Another issue is the siloed nature of traditional data management systems, which makes having a holistic view and approach across the organisation -- empowering an enterprise-wide business strategy with common goals -- often remain only wishful thinking. It also significantly impacts the company’s ability to identify new markets, make investment decisions on a rational basis and use resources more profitably. It further creates a lack of transparency.
No wonder Forrester’s 2018 predictions highlight that over 60 percent of executives believe they’ve fallen behind in their digital transformation journey.
Automation speeding up the revolution
Fortunately, there is a new force on the horizon, that promises an answer – automation.
According to Forrester, automation will be one of the most profound and disruptive forces in human history, with those companies that master automation dominating their industries. The analyst firm also forecasts that its uptake will accelerate in 2018 as firms look to boost performance and draw insights out of previously commodity operations. Why?
Speed is the answer. New autonomous systems and software – incorporated into areas like the database, systems management and security – empower these technologies to manage and secure themselves. This relieves IT departments of administrative tasks such as day-to-day operations and maintenance, which currently consume about 60-80 percent of their bandwidth. Automation also promises to perform these tasks much quicker and more effectively. This means the company can buy back the time and resources urgently needed to structure and analyse the growing volumes of data, giving new impetus to all areas of the business and empowering it to become a data driven business.
Automation will also have a significant impact on security, empowering updates and patches to be automatically applied, even during the hours of business operation. This is a tremendous step forward given that 95 percent of all cyber attacks today would become hypothetical, if only all the available patches were deployed in time. Automation would then eliminate one of the main weak points of today's systems, while at the same time reducing effort, enhancing security and minimizing human and administrative errors.
There’s another emerging technology coming to the fore, that comes with the potential to further boost security and helping minimise risk - machine learning (ML).
To combat today’s cyber warfare and offer the greatest protection against attacks, systems need to go beyond passive monitoring, and have the ability to actively protect themselves. Via ML, systems can "learn" to distinguish what is normal from abnormal events.
For example, if a "supposed" IT manager logs in from a faraway country at 3 am, and tries to access the company's financial data, the system will recognise this as an anomaly and will instantly raise an alarm, blocking user access as a precautionary measure. Alternatively, the system might decide, on the basis of the usage history, to initiate a multi-tier identification process, to confirm that this is not an attempt to commit fraud.

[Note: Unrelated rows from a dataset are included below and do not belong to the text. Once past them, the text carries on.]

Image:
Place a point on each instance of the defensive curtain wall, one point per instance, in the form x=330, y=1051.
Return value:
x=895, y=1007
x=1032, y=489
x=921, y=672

This ability to have systems manage, patch and configure themselves – and importantly, relieve budgets and "free up" resources for innovation, will become increasingly essential. No one wants to commit the time and effort to long winded projects focused on customising enterprise systems anymore.
As such, any investment for the future must focus on areas that can make a difference to the business, like artificial intelligence (AI) and automation. Which is why we believe, we must get to a point where our day to day business increasingly runs by itself.
With technology becoming the beachhead for business growth, speed innovating will become a business survival requirement sooner than you can imagine.
The thoughts and opinions shared here are of the author.